Armut ist in Deutschland ein ernstzunehmendes Problem. Auch deshalb nimmt die Relevanz von Produkten wie dem Girokonto ohne Schufa und einer Schuldnerberatung immer weiter zu. Lösungen für die problematische Situation gibt es bislang nur wenige. Der Armutsbericht, der im kommenden Jahr vorgestellt werden soll, macht nicht gerade Hoffnung. Auf ein Girokonto ohne Schufa und eine Schuldnerberatung zu setzen, wird für immer mehr Menschen obligatorisch. Das liegt, so lässt sich aus bereits veröffentlichten Teilen des Armutsberichts 2017 ablesen, hauptsächlich an einer Einkommensarmut. Während es dem Land also so gut geht wie nie zuvor, werden immer mehr Menschen abgehängt. Trotz dem Mindestlohn gibt es in Deutschland immer mehr Menschen, die nicht mehr genug Geld zum Leben haben. Das liegt an immer weiter steigenden Lebenshaltungskosten, die besonders in Großstädten durch die Decke gehen. Teile der Bevölkerung fallen dadurch komplett zurück und haben kaum mehr eine Chance, weiterhin ein normales Leben zu führen.
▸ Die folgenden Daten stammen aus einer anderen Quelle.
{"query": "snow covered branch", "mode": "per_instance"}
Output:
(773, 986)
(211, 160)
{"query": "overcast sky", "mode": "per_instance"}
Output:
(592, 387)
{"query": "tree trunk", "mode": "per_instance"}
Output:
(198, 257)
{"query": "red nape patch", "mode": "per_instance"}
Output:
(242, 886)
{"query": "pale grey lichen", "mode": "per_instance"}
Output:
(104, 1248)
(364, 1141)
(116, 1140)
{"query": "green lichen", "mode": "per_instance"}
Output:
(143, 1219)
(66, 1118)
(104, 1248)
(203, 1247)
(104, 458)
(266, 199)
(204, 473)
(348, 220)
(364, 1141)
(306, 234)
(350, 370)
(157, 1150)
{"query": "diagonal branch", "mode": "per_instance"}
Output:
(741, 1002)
Über zwei Millionen Haushalte betroffen

© Jyothi | Dreamstime Stock Photos

Laut den neuesten Statistiken sind mittlerweile über zwei Millionen Haushalte in Deutschland nicht mehr in der Lage, ihre Schulden zu bezahlen. Das geht aus einer Veröffentlichung der Bild-Zeitung, die bereits einen Blick auf den Armutsbericht geworfen hat, hervor. Noch 2013 lag die Zahl der überschuldeten Haushalte unterhalb der Marke von zwei Millionen. Es lässt sich entsprechend nicht wegdiskutieren, dass die Situation in Deutschland schlimmer wird. Dabei sollte man die Zahl der Haushalte auch nicht mit der Zahl der betroffenen Verbraucher verwechseln. Rechnet man nämlich die Zahl der Verbraucher, die nicht mehr in der Lage sind, ihre Ausstände zu begleichen, kommt man auf eine Zahl von über vier Millionen. Das sind immerhin fünf Prozent der Gesamtbevölkerung.
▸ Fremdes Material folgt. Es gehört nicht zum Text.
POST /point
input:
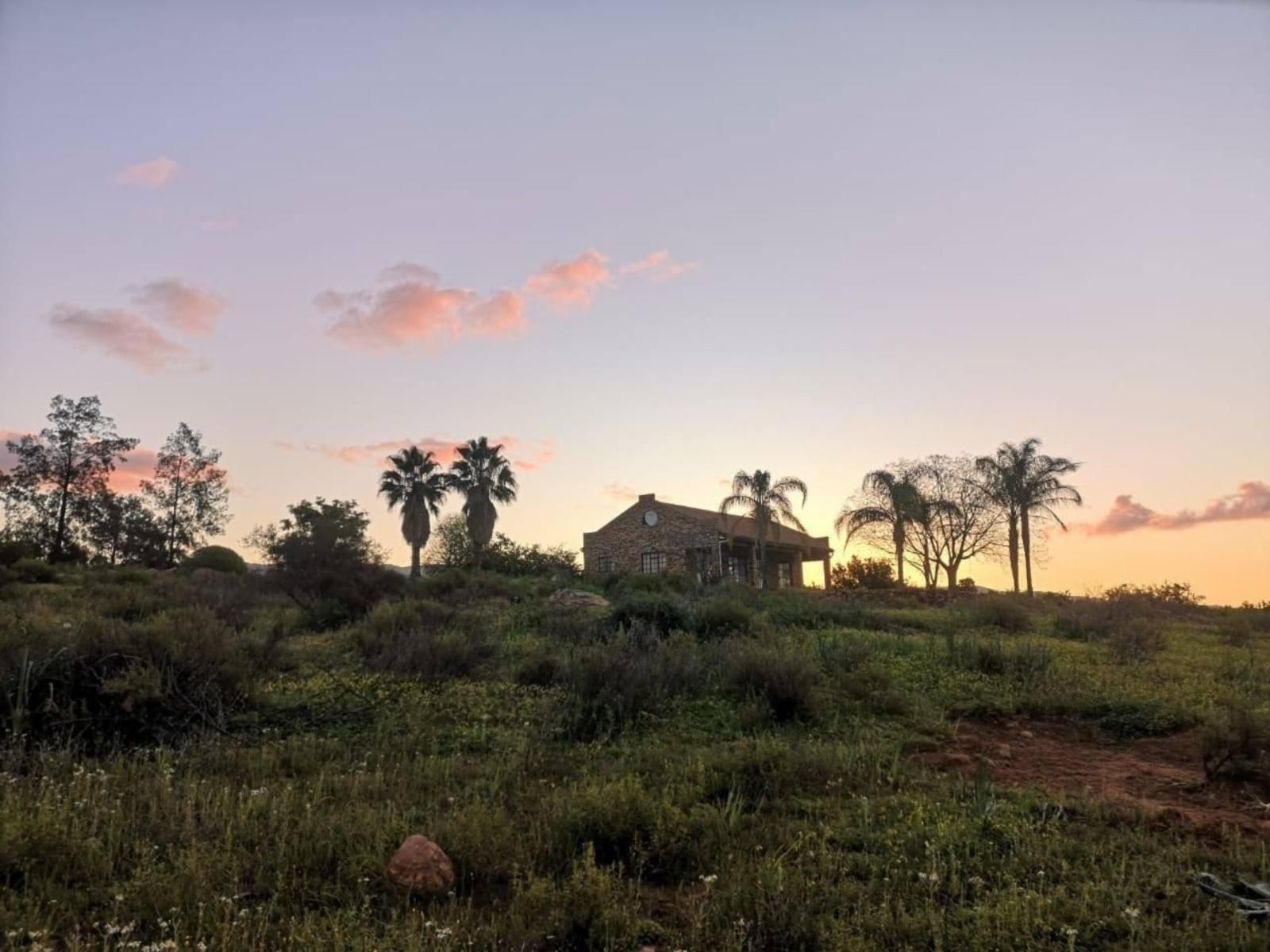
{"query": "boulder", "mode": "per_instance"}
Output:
(421, 866)
(577, 598)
Jedes 20. Kind in Deutschland kämpft mit Armut

Brisant ist in der Statistik darüber hinaus der Fakt, dass insgesamt jedes 20. Kind in Deutschland als von Armut betroffen gilt. Diese Zahl hat sich zwar in den letzten Jahren kaum verändert, verbessert hat sich die Situation für Kinder aus den unteren Schichten allerdings auch nicht. Zwar ist die materielle Armut immer mit Bedacht zu sehen, da sich die Zahlen aus einem Prozentschlüssel des Meridianeinkommens errechnen. Steigt das mittlere Einkommen, also der durchschnittliche Verdienst, gibt es auch mehr Schuldner. Dennoch ist die Situation bedenklich. Von echter Gleichheit im Land kann schon längst keine Rede mehr sein. Auch deshalb müssen immer mehr Menschen auf Produkte wie das Girokonto ohne Schufa und eine Schuldnerberatung setzen.

Fehlende Ersparnisse als entscheidendes Problem

Doch es gibt noch ein anderes Problem, das man nicht außer Acht lassen sollte. Etwa ein Fünftel aller Deutschen hat überhaupt keine Ersparnisse. Noch einmal knapp zehn Prozent der Bevölkerung haben höhere Schulden als Vermögen, wodurch sie auch über keine echte Grundlage verfügen. Knapp weniger als ein Drittel der Deutschen ist laut der Aussage des Politikwissenschaftlers Christoph Butterwegge entsprechend armutsgefährdet. Ein Schicksalsschlag wie die Arbeitslosigkeit könnte schon den Weg in die Armut bedeuten. Eine Privatinsolvenz lässt sich in einem solchen Fall vielfach nur noch durch ein Girokonto ohne Schufa und eine Schuldnerberatung verhindern. Ein entscheidendes Problem, das die Politik bislang noch nicht wirklich zu realisieren scheint.